O primeiro pico a ser avistado é o da montanha do Amor através dos tempos – um misto de paixão carnal e razões do espírito. É uma montanha envolta em lianas de sentidos e clareiras azuis de esperança.
No outro extremo da ilha, descobrimos um ancoradouro de uma praia de areia e pedra. Nas suas margens, ruínas de pedra de abrigos inacabados com tectos de relento e janelas abertas ao mundo.
Passado o recorte de um promontório, avistamos o pico da montanha do Amor à terra, na qual se ouvem os sussurros dos indígenas na brisa que sopra por entre as copas das árvores ancestrais. Nas conchas do mar, podem-se escutar lendas de tragédias e de naufrágios que despovoaram terras e mares e deixaram um povo à deriva.
O navio evita cuidadosamente os recifes de corais aguçados e prossegue viagem.
Em breve, se avista o pico mais alto: o da montanha do Amor a um Deus invisível mas benigno e misericordioso. É um pico grandioso feito para ser avistado bem ao longe, no coração de cada navegante. É uma “bússola do bem comum” que nos orienta nas tormentas.
Mesmo ao lado, temos o pico da montanha do Sonho, envolto em mistério e neblina. As suas baías são balsâmicas, providenciando descanso para as agruras da viagem e para as mãos calejadas do capitão do navio.
Eis que aqui chegado, o capitão-visionário lança âncora ao mar e prepara-se para explorar o interior da ilha.
Após o retempero do corpo, segue-se a (a)ventura de se entranhar na densa floresta em busca do seu cerne, da sua clareira centralizadora.
O comandante contista narra, em diário de bordo, as aventuras e desventuras inerentes ao desbravar selvas de palavras e encontrar um amor de carne e osso, com o qual compartilhar o resto dos seus dias. Após uma vida de naufrágios, dois seres afortunados, conseguem finalmente iniciar uma vida numa ilha paradisíaca, difícil de alcançar, mas que todos sabem estar situada no centro do universo.

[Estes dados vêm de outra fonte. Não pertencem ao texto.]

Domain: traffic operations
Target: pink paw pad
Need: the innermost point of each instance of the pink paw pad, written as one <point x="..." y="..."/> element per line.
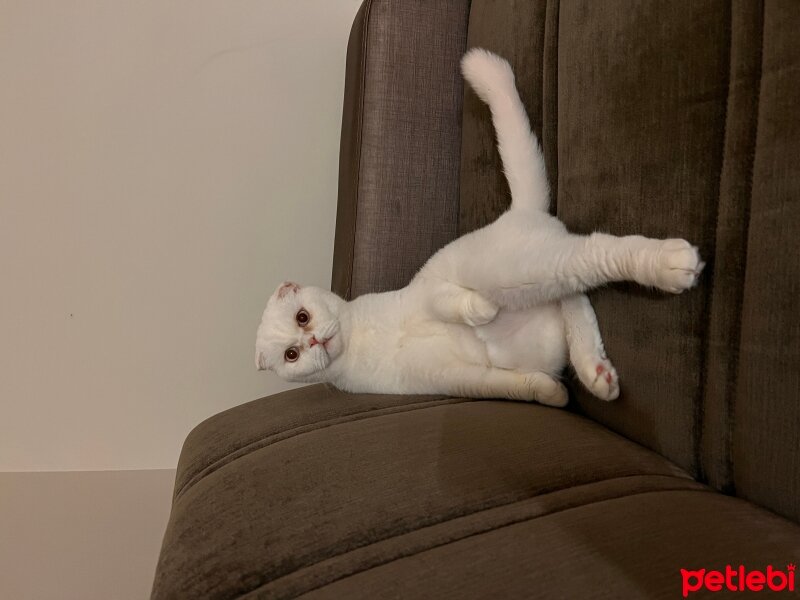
<point x="600" y="370"/>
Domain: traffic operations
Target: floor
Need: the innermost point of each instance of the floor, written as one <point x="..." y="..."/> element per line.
<point x="82" y="535"/>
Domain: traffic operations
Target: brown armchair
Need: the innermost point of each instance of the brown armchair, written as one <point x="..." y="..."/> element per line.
<point x="665" y="119"/>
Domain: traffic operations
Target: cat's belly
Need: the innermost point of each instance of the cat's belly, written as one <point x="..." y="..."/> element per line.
<point x="431" y="342"/>
<point x="526" y="340"/>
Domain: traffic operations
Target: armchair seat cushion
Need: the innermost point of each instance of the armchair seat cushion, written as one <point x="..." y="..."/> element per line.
<point x="346" y="496"/>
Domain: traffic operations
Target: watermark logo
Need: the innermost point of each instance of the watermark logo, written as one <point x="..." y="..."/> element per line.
<point x="738" y="580"/>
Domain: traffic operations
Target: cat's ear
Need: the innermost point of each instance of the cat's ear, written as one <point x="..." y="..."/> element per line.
<point x="261" y="361"/>
<point x="286" y="288"/>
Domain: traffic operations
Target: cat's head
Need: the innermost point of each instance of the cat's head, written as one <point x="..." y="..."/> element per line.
<point x="299" y="335"/>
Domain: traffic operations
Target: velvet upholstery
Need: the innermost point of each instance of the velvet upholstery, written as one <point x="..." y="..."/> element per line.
<point x="659" y="118"/>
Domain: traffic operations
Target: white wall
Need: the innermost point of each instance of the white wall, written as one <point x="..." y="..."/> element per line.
<point x="163" y="166"/>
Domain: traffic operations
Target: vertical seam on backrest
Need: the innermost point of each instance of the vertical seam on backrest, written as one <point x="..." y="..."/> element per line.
<point x="359" y="144"/>
<point x="730" y="400"/>
<point x="698" y="467"/>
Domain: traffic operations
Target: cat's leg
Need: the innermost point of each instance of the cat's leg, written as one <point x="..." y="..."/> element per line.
<point x="454" y="304"/>
<point x="586" y="351"/>
<point x="516" y="271"/>
<point x="489" y="382"/>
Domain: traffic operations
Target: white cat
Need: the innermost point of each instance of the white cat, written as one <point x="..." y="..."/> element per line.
<point x="494" y="314"/>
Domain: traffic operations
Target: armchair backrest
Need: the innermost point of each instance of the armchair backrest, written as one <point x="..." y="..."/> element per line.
<point x="663" y="119"/>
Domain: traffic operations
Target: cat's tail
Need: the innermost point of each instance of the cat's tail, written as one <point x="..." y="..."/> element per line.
<point x="523" y="162"/>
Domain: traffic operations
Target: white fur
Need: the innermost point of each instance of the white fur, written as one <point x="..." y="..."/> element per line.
<point x="495" y="313"/>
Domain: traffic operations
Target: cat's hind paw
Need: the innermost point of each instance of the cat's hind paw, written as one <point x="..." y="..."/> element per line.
<point x="601" y="379"/>
<point x="679" y="266"/>
<point x="546" y="390"/>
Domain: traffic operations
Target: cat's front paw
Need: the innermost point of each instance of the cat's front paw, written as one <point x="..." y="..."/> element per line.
<point x="600" y="378"/>
<point x="678" y="266"/>
<point x="546" y="390"/>
<point x="478" y="310"/>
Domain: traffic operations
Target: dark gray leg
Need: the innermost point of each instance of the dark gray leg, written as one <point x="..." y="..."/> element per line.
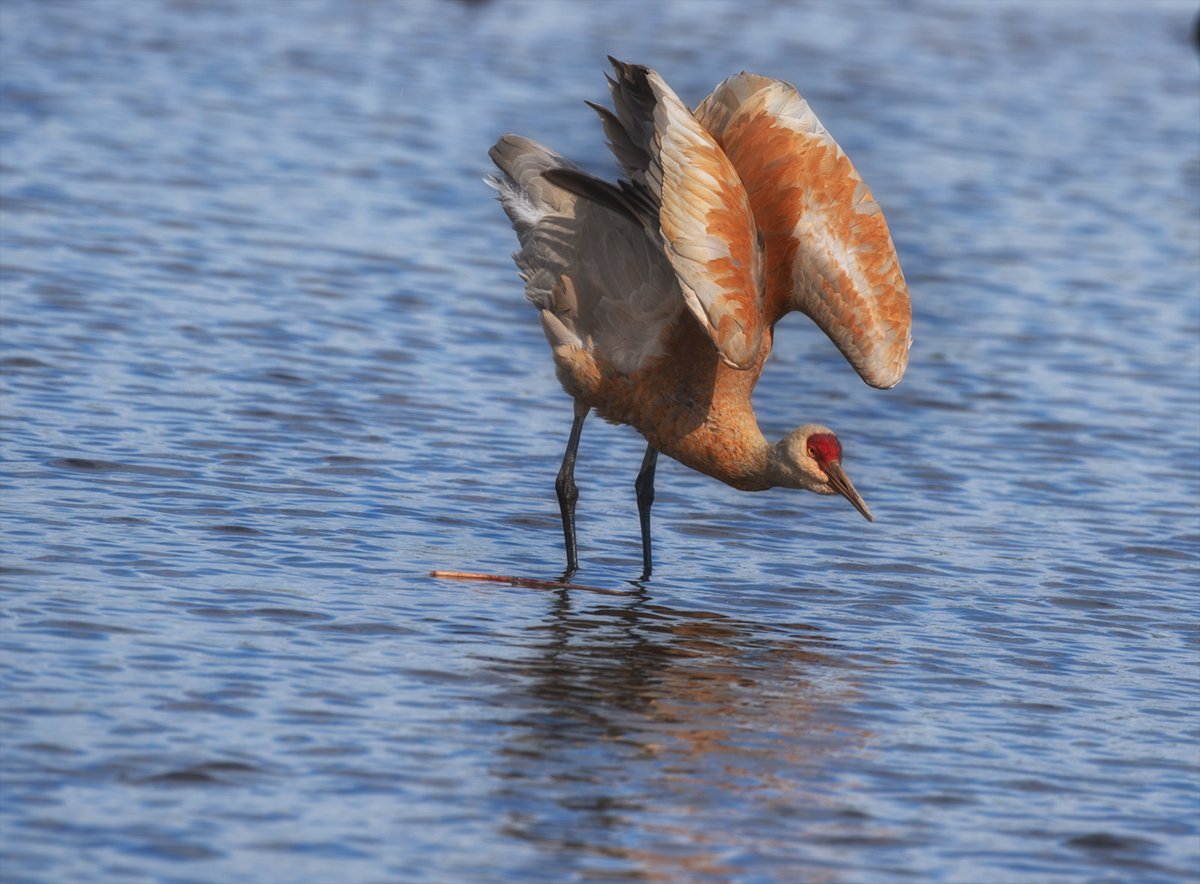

A viagem, o navio e a ilha só valem a pena se o capitão souber retribuir, na medida certa, toda a aprendizagem na sua circum-navegação, desde o nascer até ao pôr-do-sol.
Gostaria determinar com a frase que considero a mais bela metáfora desta obra:
“Ele [o Amor] reside na madrugada dos dias, percorrendo todo o tempo até ao anoitecer.”